Wanted to show off the light show my town has out this year. This was actually donated by an individual and took two years of planning. Four different 12 minute shows are run starting at each 20 minute interval. Shows run nightly starting at 5pm to 9pm into January.

[nomedia]http://www.youtube.com/watch?v=Fm5kP__AjcQ[/nomedia]


----------



## RoxyBlue (Oct 6, 2008)

That was great! And "Wizards of Winter" was the piece made for this kind of display - I LOVE it!!!


----------



## NickG (Sep 12, 2006)

that is an extremely complex light show! just the windows have 5 channels each!!


----------



## pyro (Oct 7, 2006)

dam that s great


----------



## Spooky1 (Aug 25, 2008)

What a great light show. Wizard of Winter is perfect for this type of light show.


----------



## Moon Dog (Oct 3, 2006)

Too cool!


----------



## Spookineer (Aug 20, 2006)

Very cool indeed!


----------



## Scary Godmother (Oct 13, 2007)

That is awesome! I wish the city where I live did something more than wrap the lamposts with garland.


----------



## Revenant (Mar 17, 2007)

Man that mentally put me back at the TransSiberian show last weekend heheheh got my adrenaline going.... I remember that video on the internet of the light display at that guy's house a few Christmases ago (also done to Wizards in Winter). I can see a few similarities in some of the lighting patterns but WOW what an epic scale!

Mondo cool.


----------



## RoxyBlue (Oct 6, 2008)

*Speaking of Christmas Lights...*

Take a look at this musical display (and no, it's not my house - heavy sigh).


----------



## Revenant (Mar 17, 2007)

Now that's good programming. I love the sweeping fade effects in the early part.

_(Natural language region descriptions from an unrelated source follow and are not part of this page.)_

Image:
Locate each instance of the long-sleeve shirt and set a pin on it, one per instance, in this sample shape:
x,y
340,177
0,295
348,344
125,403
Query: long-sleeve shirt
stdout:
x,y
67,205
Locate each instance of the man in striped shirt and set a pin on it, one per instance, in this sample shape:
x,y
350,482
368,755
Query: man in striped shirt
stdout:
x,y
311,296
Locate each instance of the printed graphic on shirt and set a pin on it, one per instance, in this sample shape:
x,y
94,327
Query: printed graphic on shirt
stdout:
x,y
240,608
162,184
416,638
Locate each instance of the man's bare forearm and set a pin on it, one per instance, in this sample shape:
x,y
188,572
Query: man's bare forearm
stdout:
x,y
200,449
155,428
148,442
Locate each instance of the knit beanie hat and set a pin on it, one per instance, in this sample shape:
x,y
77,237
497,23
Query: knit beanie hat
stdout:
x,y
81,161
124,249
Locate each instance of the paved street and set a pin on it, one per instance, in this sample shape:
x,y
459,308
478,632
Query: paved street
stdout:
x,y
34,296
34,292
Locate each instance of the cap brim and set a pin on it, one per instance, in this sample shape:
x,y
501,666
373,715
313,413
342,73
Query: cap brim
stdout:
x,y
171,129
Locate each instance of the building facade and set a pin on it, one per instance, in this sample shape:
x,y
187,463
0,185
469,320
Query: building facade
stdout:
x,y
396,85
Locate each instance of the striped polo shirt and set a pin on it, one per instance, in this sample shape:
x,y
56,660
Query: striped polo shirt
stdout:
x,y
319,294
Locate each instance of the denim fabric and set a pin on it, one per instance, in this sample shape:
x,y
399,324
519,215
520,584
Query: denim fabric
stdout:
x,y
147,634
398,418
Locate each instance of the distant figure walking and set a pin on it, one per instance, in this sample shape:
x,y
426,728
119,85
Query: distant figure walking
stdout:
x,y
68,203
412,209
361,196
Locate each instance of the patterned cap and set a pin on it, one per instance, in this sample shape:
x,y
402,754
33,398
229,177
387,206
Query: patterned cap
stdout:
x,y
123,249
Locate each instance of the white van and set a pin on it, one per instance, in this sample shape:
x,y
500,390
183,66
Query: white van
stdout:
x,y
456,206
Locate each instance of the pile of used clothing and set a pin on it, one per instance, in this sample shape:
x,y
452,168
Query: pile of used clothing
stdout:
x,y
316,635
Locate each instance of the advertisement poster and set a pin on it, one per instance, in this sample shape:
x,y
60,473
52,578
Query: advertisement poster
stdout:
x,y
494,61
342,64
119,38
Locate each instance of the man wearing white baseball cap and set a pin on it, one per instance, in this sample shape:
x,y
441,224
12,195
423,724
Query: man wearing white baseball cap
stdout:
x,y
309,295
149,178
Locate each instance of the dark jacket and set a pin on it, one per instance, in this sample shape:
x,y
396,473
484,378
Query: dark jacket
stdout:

As for the last part... all it needed was a couple of hot stoned chicks in Santa's Helper suits dancing with glowsticks. _Nnntss-Nnntss-Nnntss_ music definitely needs chicks dancing with glowsticks.


----------



## Sickie Ickie (Jun 20, 2006)

LOL How 'bout glow buttons placed strategically?


----------



## Lilly (Jun 13, 2006)

Both are very cool
Mannheim rocks!!


----------